More athletics for women means less for men

July 23, 1999

After nearly 30 years of operation a law requiring equal opportunity in sports for women in the United States has led to a rise in the number of women athletes, according to a government study.

But there has been a second, unanticipated impact: fewer opportunities for men.

The study, by the General Accounting Office - the investigative arm of Congress - backs complaints that universities have cut sports for men to expand opportunities for women in response to the so-called Title IX rules barring discrimination at institutions that receive federal aid.

It comes as Title IX is being singled out for the success of the US women's soccer team and for extraordinary popular interest in this summer's Women's World Cup. More than 600,000 people attended the games, which were held in several US cities.

Passed in 1972, Title IX prohibits gender discrimination in all public primary and secondary schools and public universities. Almost all private universities and colleges are also covered because they receive federal funding in the form of student financial aid programmes.

The law requires that such schools offer opportunities for men and women to play intercollegiate sports at rates "substantially proportionate" to their enrolment. If half the students at a school are women, women should account for half the athletes.

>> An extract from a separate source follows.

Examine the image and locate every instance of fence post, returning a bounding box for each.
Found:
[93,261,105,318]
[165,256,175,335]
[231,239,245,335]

Some universities have tried to reach this balance not by adding women's teams, but by eliminating men's. A few have cut expensive men's sports such as American football in favor of cheaper women's teams that involve larger numbers of participants.

The GAO study found that the number of female undergraduate athletes rose 16 per cent since 1985, the number of women's teams increased by 17 per cent, and the number of athletic scholarships available for women rose 66 per cent. The number of universities with highly competitive women's soccer teams alone has more than doubled in the 1990s.

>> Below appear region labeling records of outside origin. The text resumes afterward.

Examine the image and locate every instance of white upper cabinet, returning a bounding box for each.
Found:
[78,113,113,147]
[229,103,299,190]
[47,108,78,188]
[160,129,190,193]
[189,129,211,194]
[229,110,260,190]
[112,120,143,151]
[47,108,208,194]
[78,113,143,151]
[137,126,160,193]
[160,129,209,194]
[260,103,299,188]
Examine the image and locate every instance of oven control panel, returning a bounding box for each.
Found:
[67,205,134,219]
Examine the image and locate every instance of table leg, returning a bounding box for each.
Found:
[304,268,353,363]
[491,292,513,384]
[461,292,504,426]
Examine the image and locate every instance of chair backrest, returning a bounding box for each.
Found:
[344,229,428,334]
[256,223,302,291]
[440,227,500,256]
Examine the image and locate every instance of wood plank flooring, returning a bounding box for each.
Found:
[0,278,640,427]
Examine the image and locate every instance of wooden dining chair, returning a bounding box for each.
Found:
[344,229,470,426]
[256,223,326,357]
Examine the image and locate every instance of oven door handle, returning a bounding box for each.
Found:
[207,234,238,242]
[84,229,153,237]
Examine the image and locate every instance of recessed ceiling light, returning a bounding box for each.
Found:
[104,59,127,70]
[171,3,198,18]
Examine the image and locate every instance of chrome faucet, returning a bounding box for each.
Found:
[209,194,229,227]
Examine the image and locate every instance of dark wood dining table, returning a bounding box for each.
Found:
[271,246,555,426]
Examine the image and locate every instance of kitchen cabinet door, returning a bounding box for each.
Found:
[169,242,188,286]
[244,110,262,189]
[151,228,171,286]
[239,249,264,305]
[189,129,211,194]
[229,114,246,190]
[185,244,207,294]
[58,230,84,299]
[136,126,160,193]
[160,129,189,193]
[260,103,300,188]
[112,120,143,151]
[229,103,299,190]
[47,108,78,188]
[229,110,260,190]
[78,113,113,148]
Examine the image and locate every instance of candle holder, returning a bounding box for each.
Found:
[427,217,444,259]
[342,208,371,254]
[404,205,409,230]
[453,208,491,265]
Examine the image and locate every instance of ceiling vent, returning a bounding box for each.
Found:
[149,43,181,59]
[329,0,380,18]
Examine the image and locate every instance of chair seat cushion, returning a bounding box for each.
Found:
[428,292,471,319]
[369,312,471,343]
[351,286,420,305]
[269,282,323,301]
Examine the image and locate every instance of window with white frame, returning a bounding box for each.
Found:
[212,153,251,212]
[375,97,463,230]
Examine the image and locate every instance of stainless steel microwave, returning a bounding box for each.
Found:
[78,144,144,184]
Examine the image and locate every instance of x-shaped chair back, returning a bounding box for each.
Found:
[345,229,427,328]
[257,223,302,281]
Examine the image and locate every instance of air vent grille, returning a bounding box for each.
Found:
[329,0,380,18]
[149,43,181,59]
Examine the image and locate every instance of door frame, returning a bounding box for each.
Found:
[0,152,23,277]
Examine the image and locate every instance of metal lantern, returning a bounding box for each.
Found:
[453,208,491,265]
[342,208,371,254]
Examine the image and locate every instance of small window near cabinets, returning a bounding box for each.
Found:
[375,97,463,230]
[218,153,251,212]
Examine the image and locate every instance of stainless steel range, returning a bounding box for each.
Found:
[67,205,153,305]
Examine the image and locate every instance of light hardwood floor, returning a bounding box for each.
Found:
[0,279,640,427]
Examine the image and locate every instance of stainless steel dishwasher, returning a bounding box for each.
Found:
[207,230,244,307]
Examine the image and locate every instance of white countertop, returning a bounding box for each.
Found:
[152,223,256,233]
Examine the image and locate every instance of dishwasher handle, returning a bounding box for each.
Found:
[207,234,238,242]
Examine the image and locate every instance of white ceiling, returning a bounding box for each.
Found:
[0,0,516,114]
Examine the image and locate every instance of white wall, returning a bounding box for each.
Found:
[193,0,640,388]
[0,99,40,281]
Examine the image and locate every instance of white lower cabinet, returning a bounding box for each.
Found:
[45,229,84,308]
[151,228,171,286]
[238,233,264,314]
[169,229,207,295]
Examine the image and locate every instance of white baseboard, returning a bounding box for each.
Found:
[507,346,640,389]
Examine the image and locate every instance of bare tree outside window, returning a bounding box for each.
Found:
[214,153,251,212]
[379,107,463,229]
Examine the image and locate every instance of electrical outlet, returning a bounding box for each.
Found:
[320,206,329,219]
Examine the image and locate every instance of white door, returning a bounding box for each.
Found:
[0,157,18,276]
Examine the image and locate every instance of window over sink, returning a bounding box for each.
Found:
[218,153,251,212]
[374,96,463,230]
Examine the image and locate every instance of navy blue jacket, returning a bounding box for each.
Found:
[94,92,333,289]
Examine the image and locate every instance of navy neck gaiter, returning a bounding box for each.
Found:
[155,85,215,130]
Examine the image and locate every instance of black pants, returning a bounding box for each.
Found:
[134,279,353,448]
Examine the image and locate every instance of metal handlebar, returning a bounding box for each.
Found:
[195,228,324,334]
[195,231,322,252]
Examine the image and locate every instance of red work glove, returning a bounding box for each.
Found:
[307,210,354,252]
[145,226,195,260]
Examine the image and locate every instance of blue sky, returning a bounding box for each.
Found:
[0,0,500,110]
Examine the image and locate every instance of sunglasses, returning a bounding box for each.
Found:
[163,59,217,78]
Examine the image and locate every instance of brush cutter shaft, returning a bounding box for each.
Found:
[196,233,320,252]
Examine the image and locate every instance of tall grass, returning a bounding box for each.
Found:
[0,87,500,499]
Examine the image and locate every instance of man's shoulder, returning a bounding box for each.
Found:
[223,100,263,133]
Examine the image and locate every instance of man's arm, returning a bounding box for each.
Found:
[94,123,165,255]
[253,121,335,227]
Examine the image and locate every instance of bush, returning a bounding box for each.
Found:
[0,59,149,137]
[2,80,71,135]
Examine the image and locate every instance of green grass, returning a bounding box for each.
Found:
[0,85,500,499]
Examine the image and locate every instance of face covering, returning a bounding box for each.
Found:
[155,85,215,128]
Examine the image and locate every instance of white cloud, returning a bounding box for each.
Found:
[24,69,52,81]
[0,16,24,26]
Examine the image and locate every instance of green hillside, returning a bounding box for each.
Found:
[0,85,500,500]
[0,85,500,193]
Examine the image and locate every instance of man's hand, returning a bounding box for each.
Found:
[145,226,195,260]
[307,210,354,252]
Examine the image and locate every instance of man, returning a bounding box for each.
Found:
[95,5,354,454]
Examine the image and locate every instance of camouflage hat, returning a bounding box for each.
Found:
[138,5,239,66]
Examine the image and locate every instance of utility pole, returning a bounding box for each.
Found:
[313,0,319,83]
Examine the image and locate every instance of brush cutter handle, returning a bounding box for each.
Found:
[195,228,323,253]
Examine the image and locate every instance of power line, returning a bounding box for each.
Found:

But the number of male undergraduate athletes fell 12 per cent since 1985, and the number of men's teams decreased by 3 per cent. The number of university wrestling programmes has fallen from about 700 before Title IX to about 300 today, for instance.

Thirty-one universities have cut their men's golf teams. The University of California at Los Angeles has dropped its world-renowned men's swimming, water polo and gymnastics teams, which had produced Olympic gold-medal athletes.

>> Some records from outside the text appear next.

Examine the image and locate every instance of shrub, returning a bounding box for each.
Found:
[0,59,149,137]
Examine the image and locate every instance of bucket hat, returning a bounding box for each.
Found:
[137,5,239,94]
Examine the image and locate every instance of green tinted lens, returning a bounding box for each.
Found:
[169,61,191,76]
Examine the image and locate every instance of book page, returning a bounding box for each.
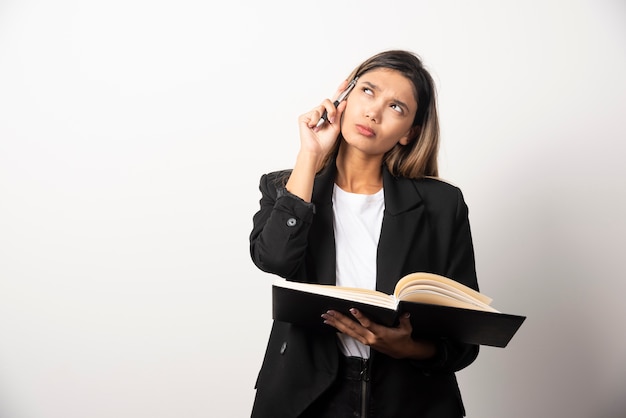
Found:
[402,285,498,312]
[394,272,492,305]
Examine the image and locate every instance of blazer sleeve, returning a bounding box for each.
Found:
[434,188,480,372]
[250,171,315,278]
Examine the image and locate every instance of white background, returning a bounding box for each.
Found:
[0,0,626,418]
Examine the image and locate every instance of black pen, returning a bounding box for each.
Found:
[315,77,359,128]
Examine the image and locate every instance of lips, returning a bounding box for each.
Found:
[356,125,376,137]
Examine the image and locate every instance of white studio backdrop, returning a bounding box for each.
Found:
[0,0,626,418]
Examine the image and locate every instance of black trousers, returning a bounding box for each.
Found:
[301,355,374,418]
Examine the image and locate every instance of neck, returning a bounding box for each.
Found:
[335,142,383,194]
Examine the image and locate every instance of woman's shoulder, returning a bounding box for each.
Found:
[404,177,464,207]
[413,176,461,194]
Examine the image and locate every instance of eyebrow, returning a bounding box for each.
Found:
[363,80,409,112]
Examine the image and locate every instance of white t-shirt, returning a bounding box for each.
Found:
[333,184,385,358]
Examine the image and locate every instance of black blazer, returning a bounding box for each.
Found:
[250,164,478,418]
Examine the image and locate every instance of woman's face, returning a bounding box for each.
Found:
[341,68,417,157]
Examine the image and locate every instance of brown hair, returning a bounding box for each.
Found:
[323,50,439,178]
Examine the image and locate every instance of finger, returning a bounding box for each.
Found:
[350,308,375,329]
[398,312,413,333]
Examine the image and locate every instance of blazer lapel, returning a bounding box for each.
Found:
[376,167,430,293]
[309,161,337,284]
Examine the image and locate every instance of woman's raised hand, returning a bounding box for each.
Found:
[298,80,348,159]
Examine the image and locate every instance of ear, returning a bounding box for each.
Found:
[398,126,422,145]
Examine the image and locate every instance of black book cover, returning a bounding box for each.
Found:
[272,286,526,347]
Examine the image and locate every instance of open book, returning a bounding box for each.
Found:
[272,272,526,347]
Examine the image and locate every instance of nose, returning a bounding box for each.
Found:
[365,103,382,123]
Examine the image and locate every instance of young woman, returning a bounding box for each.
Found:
[250,50,478,418]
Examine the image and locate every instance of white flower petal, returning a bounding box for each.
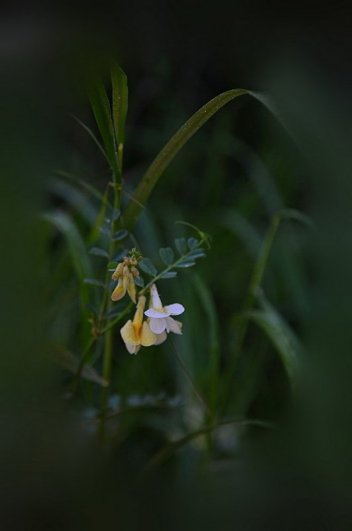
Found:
[149,317,166,334]
[165,317,182,335]
[150,284,163,308]
[144,308,169,319]
[125,343,141,354]
[165,302,185,315]
[154,332,167,345]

Michigan State University is eliminating men's varsity fencing and lacrosse. Miami University of Ohio has decided to drop men's soccer, tennis and wrestling.

Overall participation rates are considerably higher for men than for women, the GAO found. About 10 per cent of male undergraduates play sports, compared with 5 per cent of women students. In high-school sports, boys still outnumber girls by a two-to-one margin.

Other studies have shown that men's teams still get 80 per cent of university athletic budgets, and 84 per cent of athletic scholarships continue to go to men.